1) Basta que o PT descuide das presenças em reuniões da Comissão de Fiscalização e Controle para que seja surpreendido por constrangedoras convocações de ministros. Com jeito de quem não quer nada, a comissão poderá chamar o presidente do Banco Central, Alexandre Tombini, para explicar a alta dos juros.

2) Em agosto, o Congresso deverá apreciar o veto de Lula ao projeto de partilha dos royalties do pré-sal. Votação secreta, fará a alegria dos descontentes.

Nos dois casos a rebeldia dará até mesmo alguma popularidade aos dissidentes.

Sejam quais forem os interesses do surto de autonomia de um pedaço da bancada do governo, o PT deverá lidar com ele apresentando seus argumentos à opinião pública.

No grito ou na costura com os métodos utilizados no Dnit, o comissariado arriscará surpresas e derrotas.
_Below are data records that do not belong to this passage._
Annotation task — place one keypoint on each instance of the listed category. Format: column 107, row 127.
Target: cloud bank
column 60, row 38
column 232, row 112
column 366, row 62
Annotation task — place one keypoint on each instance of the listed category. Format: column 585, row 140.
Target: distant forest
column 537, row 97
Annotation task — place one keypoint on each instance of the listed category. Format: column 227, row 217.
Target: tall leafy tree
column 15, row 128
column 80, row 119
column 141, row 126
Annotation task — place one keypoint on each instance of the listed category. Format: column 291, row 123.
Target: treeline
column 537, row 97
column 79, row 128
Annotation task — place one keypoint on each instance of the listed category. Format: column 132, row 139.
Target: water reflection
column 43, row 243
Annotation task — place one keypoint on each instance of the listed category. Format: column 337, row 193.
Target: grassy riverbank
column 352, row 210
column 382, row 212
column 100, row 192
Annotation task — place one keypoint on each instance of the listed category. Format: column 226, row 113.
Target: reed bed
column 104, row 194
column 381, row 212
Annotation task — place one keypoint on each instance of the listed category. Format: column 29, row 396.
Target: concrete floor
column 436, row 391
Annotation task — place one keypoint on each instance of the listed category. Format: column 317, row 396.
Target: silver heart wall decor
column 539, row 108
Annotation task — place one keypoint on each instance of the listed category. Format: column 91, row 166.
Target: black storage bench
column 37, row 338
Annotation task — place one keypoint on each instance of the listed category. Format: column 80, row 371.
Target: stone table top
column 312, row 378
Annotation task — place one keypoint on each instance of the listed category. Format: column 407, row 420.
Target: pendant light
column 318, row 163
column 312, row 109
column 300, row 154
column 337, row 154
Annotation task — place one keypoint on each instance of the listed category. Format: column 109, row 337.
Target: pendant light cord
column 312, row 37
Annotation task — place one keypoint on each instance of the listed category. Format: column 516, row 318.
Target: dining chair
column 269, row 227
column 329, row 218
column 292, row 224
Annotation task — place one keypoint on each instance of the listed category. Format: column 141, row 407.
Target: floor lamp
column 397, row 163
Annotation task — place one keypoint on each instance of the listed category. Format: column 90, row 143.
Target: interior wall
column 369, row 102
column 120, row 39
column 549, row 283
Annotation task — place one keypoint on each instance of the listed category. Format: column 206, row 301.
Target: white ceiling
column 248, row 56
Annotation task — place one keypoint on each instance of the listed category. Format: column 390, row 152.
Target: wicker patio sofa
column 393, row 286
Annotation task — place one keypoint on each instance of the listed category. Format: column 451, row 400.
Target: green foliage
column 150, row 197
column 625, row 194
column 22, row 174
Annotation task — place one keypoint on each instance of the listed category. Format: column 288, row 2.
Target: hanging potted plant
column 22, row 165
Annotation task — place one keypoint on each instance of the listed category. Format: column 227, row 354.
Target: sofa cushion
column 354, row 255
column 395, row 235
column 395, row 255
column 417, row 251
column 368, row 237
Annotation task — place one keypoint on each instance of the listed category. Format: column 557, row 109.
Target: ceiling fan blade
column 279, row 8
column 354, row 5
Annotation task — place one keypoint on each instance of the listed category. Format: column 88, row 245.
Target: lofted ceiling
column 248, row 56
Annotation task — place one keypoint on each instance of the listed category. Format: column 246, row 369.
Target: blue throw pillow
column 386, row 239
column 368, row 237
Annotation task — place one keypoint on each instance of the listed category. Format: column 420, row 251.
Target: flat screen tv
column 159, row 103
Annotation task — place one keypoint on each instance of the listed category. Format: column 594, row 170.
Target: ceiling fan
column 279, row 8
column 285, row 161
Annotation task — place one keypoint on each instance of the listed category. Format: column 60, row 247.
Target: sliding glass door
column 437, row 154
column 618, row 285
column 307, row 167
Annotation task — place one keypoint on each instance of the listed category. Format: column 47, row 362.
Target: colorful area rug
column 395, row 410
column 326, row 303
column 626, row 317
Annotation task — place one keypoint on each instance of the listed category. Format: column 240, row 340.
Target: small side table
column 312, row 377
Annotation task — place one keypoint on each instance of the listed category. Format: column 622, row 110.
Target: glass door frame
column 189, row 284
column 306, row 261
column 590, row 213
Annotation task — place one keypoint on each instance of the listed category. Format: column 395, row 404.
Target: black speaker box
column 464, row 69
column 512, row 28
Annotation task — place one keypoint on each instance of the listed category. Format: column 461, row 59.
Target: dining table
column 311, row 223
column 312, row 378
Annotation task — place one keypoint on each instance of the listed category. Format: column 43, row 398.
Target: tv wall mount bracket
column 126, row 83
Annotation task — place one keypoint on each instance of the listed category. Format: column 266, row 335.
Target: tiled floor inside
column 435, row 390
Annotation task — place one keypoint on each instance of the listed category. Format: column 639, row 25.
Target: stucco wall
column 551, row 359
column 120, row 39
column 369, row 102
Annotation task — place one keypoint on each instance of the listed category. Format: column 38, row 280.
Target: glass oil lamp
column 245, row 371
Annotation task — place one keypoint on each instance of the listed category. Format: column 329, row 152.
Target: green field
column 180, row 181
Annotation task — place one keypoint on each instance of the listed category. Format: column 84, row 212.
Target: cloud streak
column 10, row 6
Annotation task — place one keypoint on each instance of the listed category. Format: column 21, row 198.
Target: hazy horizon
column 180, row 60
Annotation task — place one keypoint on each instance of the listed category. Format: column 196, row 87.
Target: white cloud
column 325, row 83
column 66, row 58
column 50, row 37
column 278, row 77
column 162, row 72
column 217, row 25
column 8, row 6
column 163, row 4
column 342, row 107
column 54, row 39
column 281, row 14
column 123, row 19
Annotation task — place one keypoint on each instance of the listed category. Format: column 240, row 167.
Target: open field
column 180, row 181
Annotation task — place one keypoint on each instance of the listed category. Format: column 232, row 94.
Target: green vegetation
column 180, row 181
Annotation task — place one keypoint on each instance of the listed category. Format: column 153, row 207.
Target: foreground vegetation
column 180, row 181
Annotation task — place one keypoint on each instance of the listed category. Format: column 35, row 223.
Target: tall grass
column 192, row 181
DILMA, PATRIOTA, LORCA E VICTOR JARA

Dilma Rousseff e o chanceler Antonio Patriota estão entre as pessoas que lembram com tristeza o episódio da Guerra Civil Espanhola em que os franquistas fuzilaram o poeta Federico García Lorca. Ele tinha 38 anos. Ou ainda a execução do cantor chileno Victor Jara, em 1973, no Estádio Nacional de Santiago, depois do golpe do general Pinochet. Nos dois casos, a diplomacia brasileira ficou do lado dos assassinos.

Nenhum dos dois acreditaria se Madame Sesostris, uma famosa vidente, lhes dissesse que o destino poderia lhes reservar o mesmo papel. O governo brasileiro dá um discreto apoio ao ditador sírio Bashar al Assad que, em quatro meses de repressão, matou cerca de 1.500 pessoas.

Os manifestantes sírios cantam um hino que, numa tradução livre, chama-se "Pede pra Sair, Basher". O autor da canção seria Ibrahim Qashoush, cujo corpo, degolado, foi achado num rio no início do mês. O repórter Anthony Shadid ressalva que, como muitas histórias vindas da Síria, não se pode garantir que o morto seja o da "andorinha da Revolução".

No dia 20, o vice-ministro sírio Fayssal Mikdad passou por Brasília, esteve com Patriota e permitiu-se o seguinte relato:

"O ministro Patriota expressou como seu país aprecia as reformas do presidente Assad, indicando que o diálogo político é a melhor forma para resolver os problemas".